In addition, we conducted a series of scenario analyses in which underlying assumptions of the risk and behavior of the occult malignancy were varied. First, we developed a simulation in which the risk of malignancy was reduced by 25%, and, alternatively, increased by 25% for each age group. A second scenario analysis varied the risk of tumor dissemination. We estimated outcomes if the risk of dissemination was increased to 40% in women with endometrial tumors and 60% for uterine sarcomas. We then changed the risk of dissemination to 10% for both tumor types. A third analysis was undertaken, in which we assumed that 75% of the tumors were sarcomas and 25% were epithelial endometrial tumors.
Results
Across all scenarios modeled, laparoscopic hysterectomy was the least costly and most effective modality of hysterectomy (Table 1).

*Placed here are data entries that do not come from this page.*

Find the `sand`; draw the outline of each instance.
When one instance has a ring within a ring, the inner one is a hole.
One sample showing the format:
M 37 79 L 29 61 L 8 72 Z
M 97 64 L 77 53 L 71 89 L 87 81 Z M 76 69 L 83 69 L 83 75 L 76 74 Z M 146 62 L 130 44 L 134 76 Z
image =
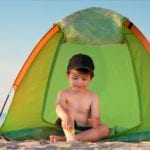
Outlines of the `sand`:
M 0 138 L 0 150 L 150 150 L 150 142 L 56 142 L 40 141 L 7 141 Z

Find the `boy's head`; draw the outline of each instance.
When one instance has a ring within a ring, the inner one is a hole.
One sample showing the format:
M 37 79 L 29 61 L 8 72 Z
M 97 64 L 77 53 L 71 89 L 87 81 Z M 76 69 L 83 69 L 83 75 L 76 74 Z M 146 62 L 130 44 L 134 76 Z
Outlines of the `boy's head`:
M 78 70 L 84 74 L 90 74 L 91 78 L 94 76 L 94 63 L 90 56 L 86 54 L 76 54 L 72 56 L 69 60 L 67 66 L 67 72 L 70 70 Z

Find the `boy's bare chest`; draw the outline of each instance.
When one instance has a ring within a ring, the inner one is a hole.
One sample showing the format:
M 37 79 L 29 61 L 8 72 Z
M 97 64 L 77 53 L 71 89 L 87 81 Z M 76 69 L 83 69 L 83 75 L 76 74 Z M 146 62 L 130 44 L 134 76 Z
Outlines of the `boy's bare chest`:
M 69 109 L 73 109 L 77 113 L 89 112 L 91 107 L 91 100 L 88 97 L 70 97 L 67 100 Z

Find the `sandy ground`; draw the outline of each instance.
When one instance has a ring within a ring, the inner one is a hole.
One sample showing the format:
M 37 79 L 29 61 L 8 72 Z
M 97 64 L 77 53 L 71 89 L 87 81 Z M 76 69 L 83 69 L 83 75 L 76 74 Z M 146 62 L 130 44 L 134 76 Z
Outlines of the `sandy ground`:
M 0 138 L 0 150 L 150 150 L 150 142 L 56 142 L 50 141 L 7 141 Z

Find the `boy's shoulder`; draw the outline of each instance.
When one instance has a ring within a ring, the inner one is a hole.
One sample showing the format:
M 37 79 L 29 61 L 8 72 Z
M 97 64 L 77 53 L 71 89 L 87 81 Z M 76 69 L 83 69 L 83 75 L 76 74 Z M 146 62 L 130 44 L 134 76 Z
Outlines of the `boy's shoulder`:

Per 10 000 women, compared with laparoscopic hysterectomy, laparoscopic hysterectomy with morcellation was more costly, associated with decreased quality of life, and lower overall life-years. Similarly, laparoscopic hysterectomy was more favorable than total abdominal hysterectomy for all parameters.
Table 1.
Age group, y | Rate per 10 000 patients | ||||
---|---|---|---|---|---|
Incremental cost, millions USD Estimate (95% CI) |
Change in QALYs No. (95% CI) |
QALY ICER Median (IQR) |
Change in life-years No. (95% CI) |
Life-years ICER Median (IQR) |
|
Laparoscopic hysterectomy with morcellation vs laparoscopic hysterectomy | |||||
<40 | 2.61 (-31.95 to 34.70) | -1.76 (-87.58 to 83.41) | -626.47 (-386528.87–399518.89) | -3.67 (-9.35 to 2.08) | -537720.25 (-3929056.58–2590720.86) |
40–49 | 3.20 (-27.96 to 36.67) | -6.82 (-89.27 to 80.06) | -25037.43 (-408760.17–349304.56) | -8.63 (-14.93 to -2.08) | -389632.54 (-1680275.23–853283.30) |
50–59 | 4.36 (-28.02 to 38.53) | -25.52 (-114.06 to 67.91) | -57142.86 (-382461.94–273648.88) | -28.79 (-43.07 to -17.85) | -152135.62 (-546337.12–272979.01) |
≥60 | 10.31 (-24.83 to 44.32) | -73.50 (-183.38 to 34.47) | -108762.86 (-304964.60–33435.88) | -99.28 (-136.51 to -67.60) | -101865.72 (-223600.75–9610.66) |
Total abdominal hysterectomy vs laparoscopic hysterectomy | |||||
<40 | 16.41 (-25.19 to 55.91) | -16.62 (-100.20 to 78.06) | -126147.64 (-596032.94–417811.52) | -8.16 (-11.75 to -3.78) | -2002608.19 (-3675576.93– -360600.93) |
40–49 | 17.59 (-17.74 to 55.92) | -18.04 (-109.50 to 74.26) | -119801.95 (-614346.21–368115.51) | -8.16 (-11.75 to -3.78) | -2069758.12 (-3777693.91– -561055.35) |
50–59 | 17.74 (-17.79 to 55.75) | -18.38 (-108.59 to 76.41) | -154333.50 (-624948.07–368908.40) | -8.15 (-11.73 to -3.77) | -2053237.71 (-3846839.11– -566830.81) |
≥60 | 17.14 (-21.17 to 56.69) | -15.05 (-119.05 to 97.64) | -106121.92 (-524029.50–346190.69) | -8.09 (-11.67 to -3.75) | -2042317.71 (-3793868.91– -514003.25) |
* CI = confidence interval; ICER = incremental cost-effectiveness ratio; IQR = interquartile range; QALY = quality-adjusted life-year.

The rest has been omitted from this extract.